Still, achieving a lasting peace will require North Korea giving up its nuclear weapons, and as U.S. intelligence chiefs said earlier this week, the special envoy conceded, "North Korea has given us little indication that they have yet made the decision to completely dismantle and destroy that capability."
At this point, the two sides still don't even agree on what the term "denuclearization" means, with Biegun saying they need a "detailed," "specific," and "agreed" definition.
In December, North Korea state media released a statement, saying the country would not dismantle its nuclear weapons until the U.S. withdrew its forces from the region -- its clearest definition yet of denuclearization, but something the U.S. has said it will not do.
"We are not involved in any diplomatic discussion, full stop, that would suggest this trade-off," Biegun said of a possible U.S. troop withdrawal from South Korea. "It has never been discussed."

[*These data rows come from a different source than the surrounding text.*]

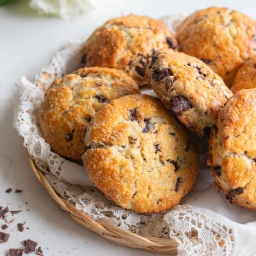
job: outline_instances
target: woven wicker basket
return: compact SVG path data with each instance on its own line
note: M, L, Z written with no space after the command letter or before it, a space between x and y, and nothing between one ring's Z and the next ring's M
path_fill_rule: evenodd
M122 245L160 253L177 255L177 243L173 239L140 236L100 221L93 221L58 195L44 174L36 167L34 160L29 156L29 160L35 176L49 195L70 218L83 227L114 243Z

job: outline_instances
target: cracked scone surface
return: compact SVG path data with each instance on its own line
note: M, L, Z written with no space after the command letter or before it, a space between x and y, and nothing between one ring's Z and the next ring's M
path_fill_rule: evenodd
M204 61L229 87L241 65L256 53L256 21L227 8L198 11L177 33L180 51Z
M151 96L112 101L92 120L85 143L82 158L90 178L124 208L163 211L195 180L198 155L186 128Z
M178 48L175 37L162 22L128 15L110 20L94 31L81 50L81 63L122 70L144 85L149 60L162 47Z
M232 95L221 78L201 61L171 49L155 53L146 75L167 108L207 140L220 109Z
M134 79L114 69L84 68L55 79L39 112L46 141L59 154L81 160L84 128L95 113L113 99L138 93Z
M235 93L243 89L253 88L256 88L256 56L250 58L239 69L231 90Z
M236 93L221 110L209 151L216 188L230 203L256 210L256 89Z

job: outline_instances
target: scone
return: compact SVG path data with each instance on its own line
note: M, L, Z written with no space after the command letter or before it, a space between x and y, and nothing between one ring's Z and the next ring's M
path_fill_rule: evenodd
M220 111L209 150L218 190L230 203L256 210L256 89L238 92Z
M164 47L178 49L176 38L163 23L128 15L110 20L94 31L81 49L81 63L122 70L144 85L153 52Z
M161 49L147 67L151 87L166 107L206 140L221 108L232 93L201 61L171 49Z
M180 51L202 60L229 87L241 65L256 53L256 21L228 8L198 11L177 33Z
M84 128L95 113L112 99L138 93L134 79L114 69L84 68L56 79L39 112L46 141L59 154L81 160Z
M87 127L82 158L92 182L124 208L158 212L192 188L198 155L186 131L160 101L115 99Z
M234 93L243 89L256 88L256 56L243 64L234 79L231 90Z

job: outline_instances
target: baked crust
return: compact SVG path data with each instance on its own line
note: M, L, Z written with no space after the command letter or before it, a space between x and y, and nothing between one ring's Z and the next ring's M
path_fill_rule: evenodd
M59 154L81 160L84 128L112 99L140 93L133 79L121 70L86 67L55 79L39 112L46 141Z
M109 20L93 32L81 50L81 63L122 70L145 85L145 67L154 51L162 47L178 49L176 38L162 22L128 15Z
M228 8L197 11L177 33L180 51L204 61L229 87L242 64L256 54L256 21Z

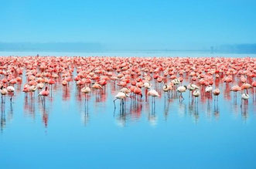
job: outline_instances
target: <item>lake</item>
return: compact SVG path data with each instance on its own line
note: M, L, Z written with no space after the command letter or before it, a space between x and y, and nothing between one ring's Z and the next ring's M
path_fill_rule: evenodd
M45 106L22 85L12 103L8 96L2 102L1 168L255 168L256 94L250 90L241 107L240 93L235 100L229 91L234 84L220 83L218 101L198 103L189 92L183 102L175 92L168 98L156 84L155 107L151 98L128 98L124 110L119 100L114 109L112 83L87 103L73 82L55 85Z

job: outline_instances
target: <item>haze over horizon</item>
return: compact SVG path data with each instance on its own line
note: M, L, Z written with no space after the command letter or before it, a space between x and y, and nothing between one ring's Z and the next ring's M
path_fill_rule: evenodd
M255 7L249 0L4 1L0 42L177 50L255 44Z

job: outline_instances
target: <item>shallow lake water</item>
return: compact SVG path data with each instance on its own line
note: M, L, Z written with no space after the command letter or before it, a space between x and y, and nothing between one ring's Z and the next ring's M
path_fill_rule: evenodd
M21 86L1 104L1 168L254 168L256 93L241 107L234 84L220 83L218 100L198 103L155 84L155 107L144 96L127 98L124 110L118 100L114 109L112 83L87 103L74 83L53 86L45 106Z

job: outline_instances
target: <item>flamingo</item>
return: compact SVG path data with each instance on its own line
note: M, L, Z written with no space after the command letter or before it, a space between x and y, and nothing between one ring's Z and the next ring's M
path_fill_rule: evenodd
M44 90L42 90L38 96L43 96L43 103L44 103L46 102L46 96L49 96L49 90L48 90L48 86L46 86Z
M179 93L180 93L180 95L179 95L179 101L181 99L183 99L183 100L184 100L183 96L183 93L185 93L187 87L186 86L179 86L177 88L177 91Z
M147 95L149 96L152 96L152 103L154 103L154 105L155 105L155 97L160 96L159 94L159 93L157 91L155 91L155 90L150 90L148 92Z
M249 95L247 93L244 93L241 95L241 107L242 107L242 100L244 100L244 103L245 103L245 100L248 100L249 98L250 98L250 96L249 96Z
M218 88L215 89L213 90L213 93L215 96L217 96L217 100L219 100L219 95L220 93L220 91ZM215 101L215 97L214 97L214 101Z
M12 96L14 95L14 92L15 92L15 89L12 86L7 86L6 88L8 93L9 93L11 94L11 98L10 98L10 100L11 100L11 103L12 103Z
M128 94L126 94L124 92L118 92L118 94L114 96L114 100L113 101L114 103L114 109L116 108L115 106L115 100L117 100L118 99L118 100L121 100L121 104L124 105L124 100L125 99L125 97L129 97L129 96Z

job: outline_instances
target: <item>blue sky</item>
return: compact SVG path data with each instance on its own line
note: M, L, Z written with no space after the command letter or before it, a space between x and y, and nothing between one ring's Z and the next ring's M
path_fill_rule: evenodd
M117 49L255 43L256 1L8 0L0 41L99 42Z

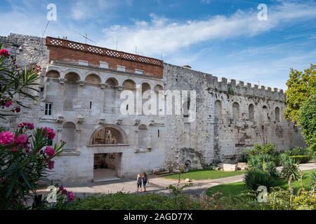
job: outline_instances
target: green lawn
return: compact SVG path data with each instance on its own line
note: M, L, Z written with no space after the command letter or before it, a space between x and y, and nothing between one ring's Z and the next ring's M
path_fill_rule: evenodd
M218 171L212 169L200 169L193 170L188 172L187 173L181 174L180 178L186 179L190 178L192 180L203 180L203 179L218 179L220 178L233 176L237 175L242 175L244 173L244 171ZM164 176L164 178L171 179L178 179L179 174L173 174Z
M293 182L293 188L294 192L296 192L303 184L303 186L308 188L308 183L310 181L310 174L315 172L316 169L312 169L303 172L302 181L296 181ZM289 186L286 180L277 180L276 185L282 188L283 189L288 189ZM244 190L248 190L243 181L221 184L215 187L210 188L207 190L207 195L211 195L215 192L220 192L223 195L237 195Z

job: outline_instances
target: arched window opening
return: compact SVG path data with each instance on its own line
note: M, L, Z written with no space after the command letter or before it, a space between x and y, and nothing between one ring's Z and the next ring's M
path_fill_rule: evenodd
M135 89L136 84L133 80L128 79L123 83L123 86L128 89Z
M237 102L232 104L232 119L239 119L239 104Z
M222 116L222 102L216 100L214 104L214 118L215 122L217 123Z
M249 115L249 120L254 120L254 104L249 104L249 106L248 108L248 112Z
M65 150L76 149L76 125L72 122L67 122L62 125L62 139L66 142L62 148Z
M114 78L107 78L105 83L107 85L107 86L110 86L110 87L114 87L114 86L119 85L119 82L117 81L117 80L116 80Z
M278 107L275 108L275 121L279 121L279 108Z
M147 148L148 146L148 130L145 125L138 127L138 147L139 148Z
M124 144L123 136L114 128L104 127L92 137L93 145L117 145Z
M46 72L46 75L45 76L48 78L58 78L60 77L60 75L58 71L51 70Z
M72 111L74 104L78 98L78 84L77 82L80 80L79 76L74 72L66 74L65 78L67 81L64 88L64 110Z
M86 82L91 84L100 84L101 78L96 74L90 74L86 77Z

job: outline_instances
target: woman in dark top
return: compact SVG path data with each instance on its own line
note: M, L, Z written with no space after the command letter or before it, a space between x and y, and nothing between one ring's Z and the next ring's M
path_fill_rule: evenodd
M137 183L137 192L138 192L140 187L140 192L142 192L143 191L143 190L142 190L142 178L140 177L140 174L137 175L136 183Z
M143 181L143 186L144 186L144 192L146 192L146 184L147 183L149 183L149 181L148 177L147 176L145 172L143 174L142 181Z

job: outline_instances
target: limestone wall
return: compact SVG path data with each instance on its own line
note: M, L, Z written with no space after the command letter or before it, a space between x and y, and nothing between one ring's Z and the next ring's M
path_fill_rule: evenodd
M235 162L255 144L272 143L279 150L303 145L299 133L283 118L282 90L218 79L168 64L164 64L164 78L160 79L49 62L45 38L38 37L11 34L0 37L0 43L16 56L18 64L39 64L43 68L37 87L41 91L33 92L39 101L20 99L28 108L1 121L1 125L13 128L21 122L32 122L37 127L53 128L57 133L54 144L68 141L64 153L56 158L53 179L92 181L97 153L122 153L119 174L134 177L155 168L185 164L200 169L219 162ZM195 121L188 122L182 115L122 115L119 98L121 91L129 88L126 80L129 85L145 84L156 91L196 90ZM51 115L45 115L47 103L52 104ZM94 133L104 127L121 133L123 144L91 146Z
M256 144L272 143L279 150L303 146L301 134L283 117L282 90L219 80L211 74L168 64L164 64L164 75L166 90L197 91L195 122L183 122L181 116L167 117L166 144L169 149L165 153L169 166L183 165L187 160L192 168L235 162L246 148ZM216 101L220 106L217 113ZM250 104L250 113L251 107L254 113L249 117Z

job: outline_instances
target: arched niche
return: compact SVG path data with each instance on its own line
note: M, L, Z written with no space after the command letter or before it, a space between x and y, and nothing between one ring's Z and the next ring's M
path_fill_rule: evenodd
M250 120L254 120L254 106L253 104L250 104L248 106L248 113L249 118Z
M128 89L135 89L136 86L133 80L131 79L127 79L123 82L123 87Z
M124 131L114 125L107 125L96 130L92 134L91 145L119 145L126 144Z
M72 122L66 122L62 125L62 140L66 142L62 148L65 150L76 149L76 125Z
M107 86L114 88L119 85L119 81L115 78L109 78L105 81L105 84L107 84Z
M45 76L48 78L60 78L60 74L58 71L50 70L46 72Z
M232 119L239 119L239 104L237 102L232 104Z
M85 81L91 84L100 84L101 78L96 74L90 74L86 77Z

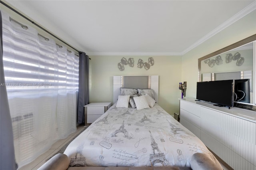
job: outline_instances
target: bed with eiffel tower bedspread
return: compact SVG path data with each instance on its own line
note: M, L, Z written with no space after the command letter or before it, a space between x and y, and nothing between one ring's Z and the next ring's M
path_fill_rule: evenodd
M68 146L70 166L190 166L195 153L218 164L202 142L158 105L114 104Z

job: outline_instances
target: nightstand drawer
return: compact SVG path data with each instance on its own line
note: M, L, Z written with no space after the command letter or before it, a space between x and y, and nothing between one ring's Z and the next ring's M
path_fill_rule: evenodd
M100 117L102 115L87 115L87 123L92 123L98 118Z
M105 113L104 106L92 106L87 107L87 115L102 115Z

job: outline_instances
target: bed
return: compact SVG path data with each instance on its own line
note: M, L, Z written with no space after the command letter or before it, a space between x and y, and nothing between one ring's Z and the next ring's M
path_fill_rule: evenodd
M139 88L124 85L131 77L114 77L114 104L67 147L70 166L190 167L200 153L221 167L202 142L157 103L158 76L147 76L144 86L141 77L135 81Z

From the U.S. perspective, Biegun said that a "final" denuclearization deal would include "the removal or destruction of stockpiles of fissile material, weapons, missiles, launchers and other weapons of mass destruction" -- the kind of unilateral disarmament Kim has refused. North Korea would also have to provide a "comprehensive declaration" of its weapons of mass destruction and missile programs -- something it has so far refused to do in talks, even sparking outrage among its negotiators during a meeting with Pompeo last July.
The U.S. would also require an agreement on "expert access and monitoring mechanisms of key sites" of its weapons programs, which Pompeo said North Korea agreed to in October but has not yet happened. Biegun said he would push for progress on that again in his upcoming meetings.
While North Korea's public pronouncements do not match all of these U.S. demands, Biegun said that Kim Jong Un made commitments in private. In particular, he said, Kim committed to the "dismantlement and destruction of North Korea's plutonium and uranium enrichment facilities... the totality of North Korean plutonium reprocessing and uranium enrichment programs" when Pompeo met him in Pyongyang in October.
Again, North Korea has not confirmed that, but Kim did agree in September in a joint declaration with South Korean President Moon Jae In to allow inspectors to the nuclear production facility at Yongbyon if the U.S. took "corresponding measures."
Biegun said the U.S. still does not know what those measures would be, but hopes to find out soon.